Es gibt die Ursache der Reise, die philosophischen Gedanken des Arztes. (Sie sind Bestandteil von „Nachtzug nach Lissabon“, kursiv gedruckt, damit ja kein Durcheinander entsteht). Der Lateinlehrer liest weiter in den Aufzeichnungen, während er in Lissabon Nachforschungen nach dem Portugiesen anstellt. Bereits am Anfang findet er heraus, der Arzt ist seit dreißig Jahren tot. Doch was ist mit seiner Frau, seinen Geliebten, seinen Freunden und Feinden? Jedes Mal, wenn der Lateinlehrer in den Aufzeichnungen auf einen neuen Namen trifft, versucht er, diese Person in der Gegenwart zu finden.
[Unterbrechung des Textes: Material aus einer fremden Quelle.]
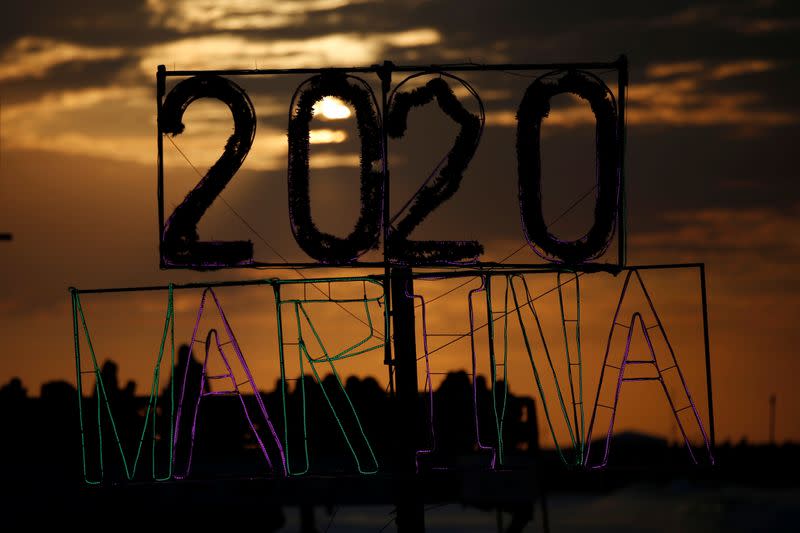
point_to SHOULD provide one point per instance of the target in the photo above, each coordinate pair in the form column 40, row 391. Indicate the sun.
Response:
column 332, row 108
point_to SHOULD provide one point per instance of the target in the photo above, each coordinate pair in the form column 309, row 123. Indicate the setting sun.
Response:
column 332, row 108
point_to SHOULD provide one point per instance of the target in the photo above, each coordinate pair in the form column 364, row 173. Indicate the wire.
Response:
column 526, row 304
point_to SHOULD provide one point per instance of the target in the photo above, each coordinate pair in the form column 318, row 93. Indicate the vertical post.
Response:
column 410, row 510
column 160, row 90
column 621, row 215
column 772, row 419
column 707, row 354
column 385, row 75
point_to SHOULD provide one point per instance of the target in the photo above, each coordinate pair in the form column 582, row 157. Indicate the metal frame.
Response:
column 384, row 72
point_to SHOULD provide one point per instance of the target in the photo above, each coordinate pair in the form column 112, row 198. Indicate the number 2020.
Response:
column 180, row 244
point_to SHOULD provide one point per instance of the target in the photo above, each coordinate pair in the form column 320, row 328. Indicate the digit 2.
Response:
column 435, row 191
column 180, row 244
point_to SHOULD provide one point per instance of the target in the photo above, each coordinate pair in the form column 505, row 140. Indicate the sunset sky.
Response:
column 712, row 126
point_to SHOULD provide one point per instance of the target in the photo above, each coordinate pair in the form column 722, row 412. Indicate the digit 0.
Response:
column 323, row 246
column 534, row 107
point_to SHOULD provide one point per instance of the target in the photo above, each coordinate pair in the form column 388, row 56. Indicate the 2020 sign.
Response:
column 181, row 246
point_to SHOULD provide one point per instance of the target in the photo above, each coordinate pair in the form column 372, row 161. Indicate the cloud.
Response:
column 197, row 15
column 229, row 50
column 681, row 94
column 762, row 233
column 34, row 57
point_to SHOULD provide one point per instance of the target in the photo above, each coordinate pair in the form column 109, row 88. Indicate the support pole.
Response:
column 706, row 343
column 410, row 504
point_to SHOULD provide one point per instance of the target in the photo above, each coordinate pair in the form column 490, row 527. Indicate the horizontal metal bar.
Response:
column 456, row 67
column 238, row 283
column 489, row 269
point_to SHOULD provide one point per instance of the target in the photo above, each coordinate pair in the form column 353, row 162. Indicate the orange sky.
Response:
column 712, row 123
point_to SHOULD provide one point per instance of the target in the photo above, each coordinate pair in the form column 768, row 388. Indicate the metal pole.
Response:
column 622, row 84
column 772, row 419
column 708, row 355
column 410, row 504
column 160, row 91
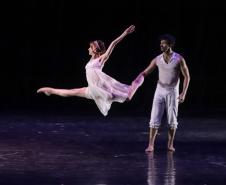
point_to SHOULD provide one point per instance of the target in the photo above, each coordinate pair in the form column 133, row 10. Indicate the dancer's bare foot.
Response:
column 149, row 149
column 46, row 90
column 135, row 85
column 171, row 148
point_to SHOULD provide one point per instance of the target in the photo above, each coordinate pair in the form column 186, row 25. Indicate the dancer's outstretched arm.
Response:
column 108, row 52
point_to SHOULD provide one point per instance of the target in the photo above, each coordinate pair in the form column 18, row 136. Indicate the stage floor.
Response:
column 66, row 149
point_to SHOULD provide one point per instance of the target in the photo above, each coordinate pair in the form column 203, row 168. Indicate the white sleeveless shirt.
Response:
column 169, row 73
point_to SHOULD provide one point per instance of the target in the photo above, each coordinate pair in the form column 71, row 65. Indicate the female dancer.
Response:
column 103, row 89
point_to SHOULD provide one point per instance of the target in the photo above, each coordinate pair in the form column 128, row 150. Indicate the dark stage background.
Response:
column 45, row 43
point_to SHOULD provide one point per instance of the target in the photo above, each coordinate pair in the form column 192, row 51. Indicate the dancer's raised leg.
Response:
column 80, row 92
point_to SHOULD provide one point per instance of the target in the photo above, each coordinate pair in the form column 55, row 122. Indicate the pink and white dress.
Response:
column 103, row 89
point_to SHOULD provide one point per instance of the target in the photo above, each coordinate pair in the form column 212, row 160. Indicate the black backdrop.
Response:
column 44, row 43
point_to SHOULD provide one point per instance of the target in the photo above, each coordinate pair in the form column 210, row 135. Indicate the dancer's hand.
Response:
column 181, row 98
column 130, row 29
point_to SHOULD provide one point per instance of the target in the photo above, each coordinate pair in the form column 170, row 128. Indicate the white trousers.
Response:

Die Dialoge mit diesen Menschen treiben den Roman voran. Nach und nach gewinnt das Bild des unbekannten Arztes an Kontur. Der Lateinlehrer entwickelt ein Ritual, um seine Reise in die Vergangenheit dieses Mannes zu intensivieren: Er macht einen der Orte ausfindig, an denen der Gesuchte Spuren hinterlassen hat, ein altes, inzwischen dem Verfall anheim gegebenes Gebäude. Dort hinterlegt er die Aufzeichnungen in der Schublade eines verlassenen Schreibtischs. Er wickelt sie in einen seiner Pullover, um sie zu schützen. Nachts begibt er sich an diesen Ort, öffnet die Schublade und liest.
„Nachtzug nach Lissabon“ ist ein Güterzug. Gemächlich rattert er dahin und nimmt den Leser mit. In jedem Waggon trifft man auf neue philosophische Ideen. Doch sie werden durch die Charakterisierung des Lateinlehrers, der ein einsamer, etwas unbeholfener Mann ist, zugänglich gemacht. Das Belehrende an ihnen vermischt sich mit den menschlichen Schwächen des Lateinlehrers und wird dadurch schmackhaft. Es sind gute Ideen; es lohnt sich, ihnen nahe zu treten. Angenehm, wie es Mercier gelingt, seine Inhalte so darzubieten, dass auch ich als routinierte, ungeduldige, arbeitsscheue Leserin nicht die Lust am Weiterlesen verliere. Mir gefällt Merciers Grundfrage: Was würde passieren, wenn man ohne Vorwarnung auf ein Buch träfe, das stark genug wäre, das eigene Leben völlig aus den Angeln zu heben, so, wie es dem Lateinlehrer geschieht? Ich überlege, was für ein Buch das in meinem Fall sein könnte. Wie müsste es beschaffen sein? Welche Fragen müsste es aufwerfen, welchen Geschmack müsste es haben, dass ich ihm verfallen könnte? Und vor allem: Wo ist es zu finden? Denn die Idee, ein Buch könne so mächtig sein, ein reales Leben auf den Kopf zu stellen, ist von großem Reiz. Vielleicht habe ich deswegen angefangen, zu schreiben: Weil ich ahne, dass dieses Buch für mich nicht existiert. Ich muss es selbst verfassen.